É o trajeto mais fácil e acessível que aquele que inicia na altura do restaurante Chapéu do Sol.

Vista para os lados da Rodovia MG 10 e Pousada Duas Pontes.
O início da trilha é lá naquelas arvores...
Deixamos Belo Horizonte naquela nublada manhã por volta de 6h30. Éramos um grupo de 15 pessoas. Após rápido 'pit stop' para desejum em Lagoa Santa, seguimos 'non stop' para o início da trilha. Este início fica na altura da Pousada Duas Pontes, no km 114 da rodovia MG 10 após o Distrito da Serra do Cipó.

Trata-se do mesmo ponto em que se pode acessar o Cânion do Travessão; além de início de algumas travessias locais, como Duas Pontes a Cabeça de Boi; variante antiga da Duas Pontes a Serra dos Alves (Em setembro de 2015 e dentro do Projeto Piloto de Travessias, o Parque Nacional abriu oficialmente à visitação a nova rota Alto Palácio a Serra dos Alves); Duas Pontes à Lagoa Dourada... Rapidamente pulamos da van e atravessamos a cerca de arame às margens da rodovia, dando início à nossa aventura beirando às 10h00 da manhã.

Descendo sentido Congonhas:
Visual dos campos e sudoeste do Parque
O trecho inicial é muito tranquilo, cuja trilha se parece a uma estradinha e segue em terreno particular sentido Norte - Sudeste. Após um pequeno aclive, toda a região de campos rupestres nos arredores se apresentam, emoldurados ao norte pela Serra do Alto Palácio. À noroeste, e bem distante, o Pico do Breu estava encoberto por aquela eterna neblina! À oeste era possível ver as cabeceiras do Cânion do Travessão. Para o Sul aquela imensidão a perder de vista...

Poucos passos adiante cruzamos uma porteira e adentramos em terras do Parque Nacional da Serra do Cipó. Continuando pela trilha batida e sem erro, demos uma pequena guinada para oeste e logo adiante, entramos à direita em uma bifurcação no sentido sul: era a trilha que nos levaria a Cachoeira de Congonhas. A trilha que deixamos segue para o Cânion do Travessão. 

Nesse local havia uma moradia em época antes da criação do ParnaCipó
Bem marcada, a trilha da cachoeira despenca para o sul em longo declive. É possível observá-la do início a quase seu final, pouco antes das quedas da Congonhas. Vencemos o trecho rapidamente e em cerca de 1h00 de caminhada desde o início aproximamos do local aonde, à esquerda, há sinais de uma antiga moradia, com restos de um muro rústico de pedras.

Logo abaixo, cruzamos um riacho, cujas águas se juntarão a outro e formarão o Complexo de Congonhas.

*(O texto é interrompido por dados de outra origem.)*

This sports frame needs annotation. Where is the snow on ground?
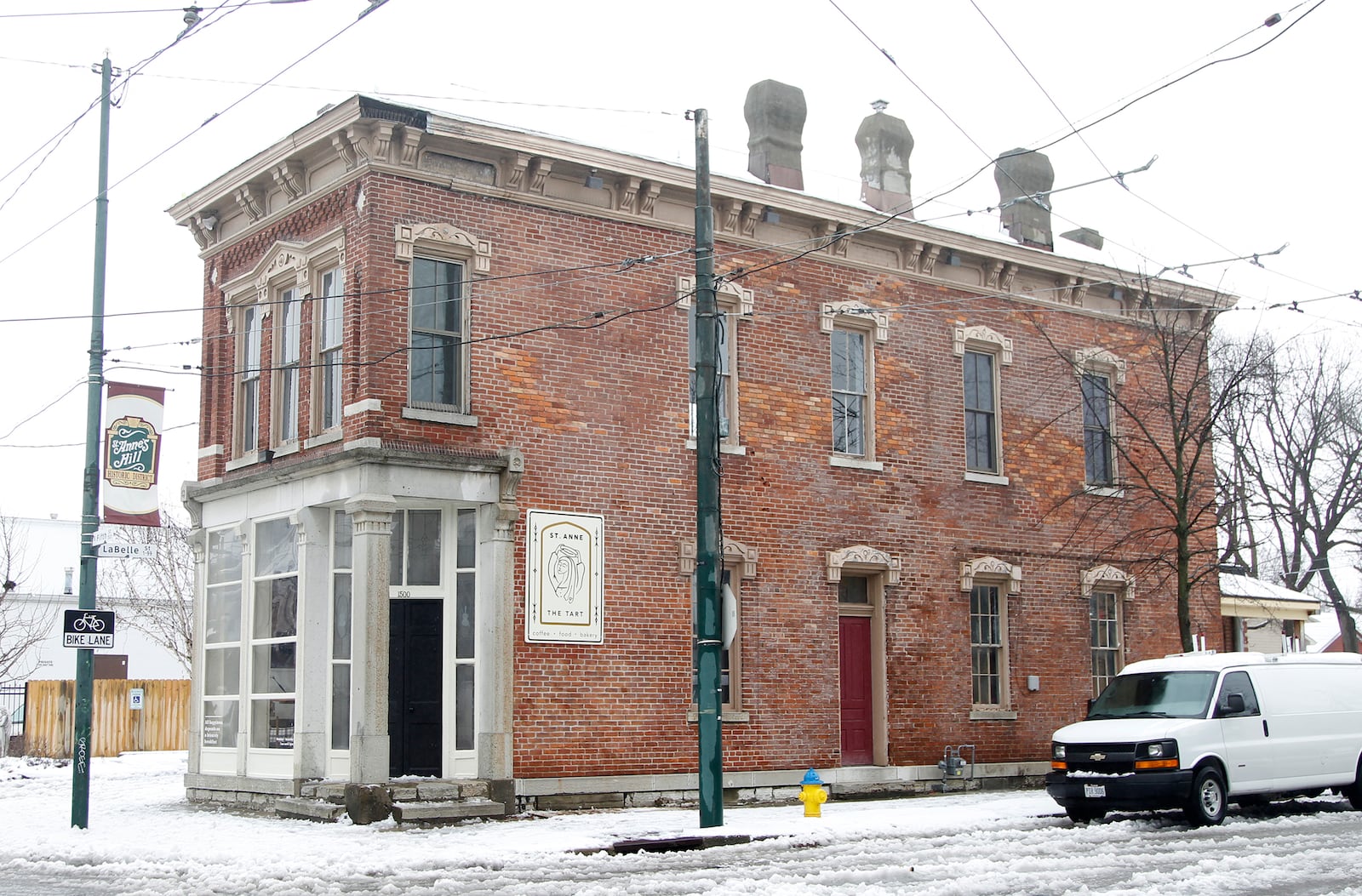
[0,753,1362,896]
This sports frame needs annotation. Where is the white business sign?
[524,511,604,644]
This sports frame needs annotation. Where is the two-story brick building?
[172,97,1221,805]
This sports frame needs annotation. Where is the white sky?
[0,0,1362,519]
[8,753,1362,896]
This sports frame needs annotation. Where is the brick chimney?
[856,100,913,218]
[742,80,809,189]
[993,148,1054,252]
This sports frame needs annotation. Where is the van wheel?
[1339,760,1362,809]
[1064,806,1106,824]
[1183,767,1224,826]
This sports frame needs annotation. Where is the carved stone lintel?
[529,155,553,193]
[392,223,492,274]
[827,545,903,585]
[400,128,421,168]
[677,538,758,579]
[819,301,890,342]
[234,184,264,220]
[960,557,1021,594]
[1073,349,1125,385]
[638,181,662,218]
[618,177,643,213]
[951,324,1012,363]
[1080,565,1135,601]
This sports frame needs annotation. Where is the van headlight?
[1135,741,1180,772]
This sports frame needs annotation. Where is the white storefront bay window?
[248,519,298,773]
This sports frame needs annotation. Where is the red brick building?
[172,97,1221,805]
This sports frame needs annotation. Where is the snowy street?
[0,753,1362,896]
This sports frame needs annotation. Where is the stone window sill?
[970,710,1017,722]
[828,455,884,472]
[685,708,752,724]
[402,407,478,426]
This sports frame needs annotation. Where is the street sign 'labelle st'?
[61,610,113,649]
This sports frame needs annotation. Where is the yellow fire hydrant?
[799,768,828,819]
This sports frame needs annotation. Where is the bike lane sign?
[61,610,113,649]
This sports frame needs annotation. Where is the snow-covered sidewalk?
[0,753,1058,893]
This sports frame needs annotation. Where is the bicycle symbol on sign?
[71,613,104,632]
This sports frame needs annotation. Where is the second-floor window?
[964,351,999,472]
[409,257,467,411]
[237,305,261,455]
[274,288,302,444]
[1081,373,1115,485]
[318,268,345,431]
[833,327,870,458]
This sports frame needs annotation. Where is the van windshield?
[1088,671,1216,719]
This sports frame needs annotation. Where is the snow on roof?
[1221,572,1319,608]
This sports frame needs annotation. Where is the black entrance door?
[388,601,444,778]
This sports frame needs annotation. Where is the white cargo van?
[1044,651,1362,824]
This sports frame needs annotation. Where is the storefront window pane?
[250,700,293,750]
[203,700,240,746]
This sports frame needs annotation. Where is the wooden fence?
[23,678,189,758]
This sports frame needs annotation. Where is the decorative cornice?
[170,95,1234,318]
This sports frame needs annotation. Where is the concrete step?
[392,798,506,824]
[274,796,345,821]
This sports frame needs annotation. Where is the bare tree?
[1037,289,1255,651]
[0,516,56,685]
[1221,339,1362,653]
[100,508,193,673]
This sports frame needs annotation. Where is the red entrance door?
[838,615,874,765]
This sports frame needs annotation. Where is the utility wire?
[0,2,377,264]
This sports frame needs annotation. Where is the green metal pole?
[71,57,113,828]
[695,109,724,828]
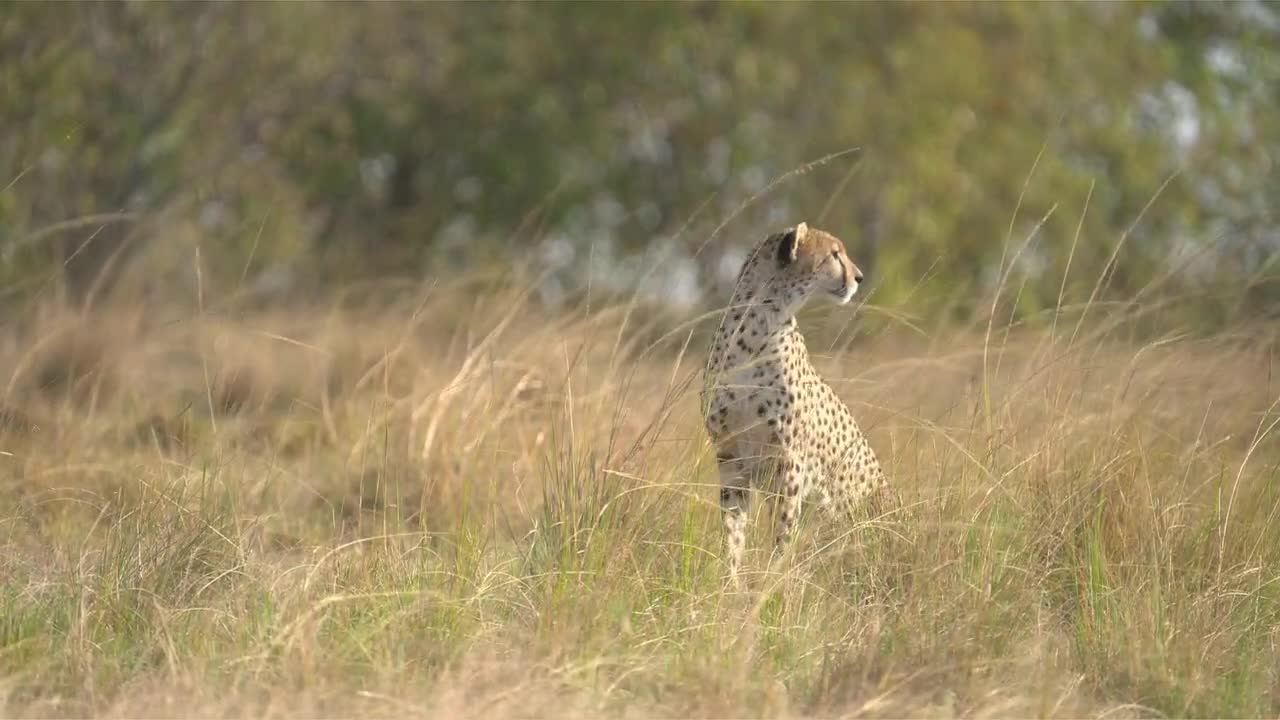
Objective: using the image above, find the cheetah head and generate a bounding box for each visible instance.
[771,223,863,305]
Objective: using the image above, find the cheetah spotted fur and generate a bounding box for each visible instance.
[701,223,893,579]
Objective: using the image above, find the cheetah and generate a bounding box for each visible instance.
[701,223,895,579]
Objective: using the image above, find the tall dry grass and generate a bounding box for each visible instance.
[0,266,1280,716]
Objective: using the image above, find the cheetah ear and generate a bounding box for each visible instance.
[778,229,800,268]
[778,223,809,268]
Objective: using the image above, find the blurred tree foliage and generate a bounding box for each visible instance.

Como estávamos próximos à Cachoeira, não fizemos parada e seguimos agora percorrendo um trecho entre afloramentos rochosos e vegetação mediana.

Congonhas de Cima
Percorremos um trecho em declive um pouco mais acentuado com algumas pedras na trilha, ignoramos uma bifurcação à esquerda e seguimos em direção ao Ribeirão. Após pular uma pedra chegamos à primeira queda da cachoeira: é a chamada Congonhas de Cima. Era por volta de 11h30 daquela manhã e o tempo estava parcialmente nublado, mas fazia calor!

A Congonhas de Cima é um conjunto de quedas intercaladas muito bonitas, com aproximadamente 8 metros de altura ao total, com um pequeno poço com profundidade mediana que permite até um mergulho. Fizemos uma parada com tempo para uma boquinha e alguns até adentraram ao poço.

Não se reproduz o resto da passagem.